Pl. 186 c, d; Map 745

Plants perennial, forming tufts or clumps. Flowering stems 25–70(–100) cm long, erect or ascending, glabrous. Leaf sheaths glabrous or the lowermost hairy, the ligule short, membranous. Leaf blades 2–20 cm long, 2–7 mm wide, usually flat, often with a pair of auricles at the base, glabrous or roughened to hairy on the upper surface. Inflorescences 2–8 cm long, ovate to lanceolate in outline, somewhat flattened, with numerous densely spaced, spreading to loosely ascending spikelets crowded along the axis, the internodes 0.5–2.5 mm long near the middle of the inflorescence. Spikelets single at the nodes of the inflorescence, all similar in size and appearance, 7–10 mm long, linear in outline, with 3–7 florets, disarticulating above the glumes. Glumes 3–6 mm long, 0.5–2.0 mm wide, narrowly lanceolate, the tip tapered to a narrow point or an awn 0.5–3.0 mm long, 1‑ or 3‑nerved, glabrous or roughened. Lemmas 4–7 mm long, elliptic‑lanceolate, the tip pointed or with an awn 1–5 mm long, 1‑ or 3‑nerved, usually somewhat keeled, usually glabrous, lacking stiff, spinelike hairs along the keel and margins. Anthers 2.5–4.0 mm long. Fruits 3–4 mm long, linear, brown. 2n=14, 28, 42. May–June.

Introduced, uncommon in Franklin County and St. Louis (native of Europe and Asia, widely planted as a forage grass in the U.S., widely escaped, but seldom naturalized). Pastures, railroads.

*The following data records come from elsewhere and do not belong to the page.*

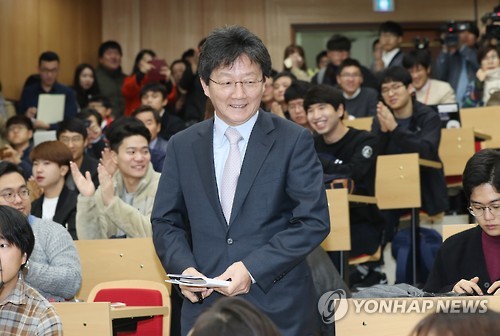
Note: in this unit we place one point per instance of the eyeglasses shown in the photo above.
(10, 196)
(477, 210)
(74, 139)
(393, 88)
(246, 84)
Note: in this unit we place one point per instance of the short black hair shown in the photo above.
(72, 125)
(87, 112)
(417, 57)
(482, 168)
(391, 27)
(125, 127)
(395, 74)
(224, 45)
(15, 229)
(297, 90)
(349, 62)
(338, 43)
(147, 108)
(20, 120)
(48, 56)
(109, 45)
(324, 94)
(154, 87)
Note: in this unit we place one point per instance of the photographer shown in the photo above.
(457, 63)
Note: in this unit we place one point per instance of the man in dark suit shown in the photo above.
(279, 213)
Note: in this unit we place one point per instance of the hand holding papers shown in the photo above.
(196, 281)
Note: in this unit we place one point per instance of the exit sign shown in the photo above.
(383, 5)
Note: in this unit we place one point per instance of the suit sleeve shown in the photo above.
(169, 218)
(308, 225)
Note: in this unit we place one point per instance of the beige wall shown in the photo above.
(74, 28)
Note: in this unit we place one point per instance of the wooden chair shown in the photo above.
(484, 120)
(82, 318)
(339, 238)
(364, 123)
(118, 259)
(452, 229)
(456, 147)
(137, 293)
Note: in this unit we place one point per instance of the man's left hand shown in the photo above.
(240, 280)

Crested wheatgrass is an important pasture grass in portions of the western and northern United States and Canada. Within its native range, Agropyron is generally treated as containing six or more closely related species. The original report for Missouri was of A. desertorum (Fischer ex Link) Schultes, which is said to differ from true A. cristatum in its longer inflorescence with more strongly ascending spikelets and its slightly shorter spikelets. However, the numerous cultivars released for agricultural purposes in the United States do not lend themselves readily to determination using keys for wild material. Thus, most authors of American floristic manuals (Sutherland, 1986; Gleason and Cronquist, 1991) continue to treat the A. cristatum complex as containing a single, polymorphic species.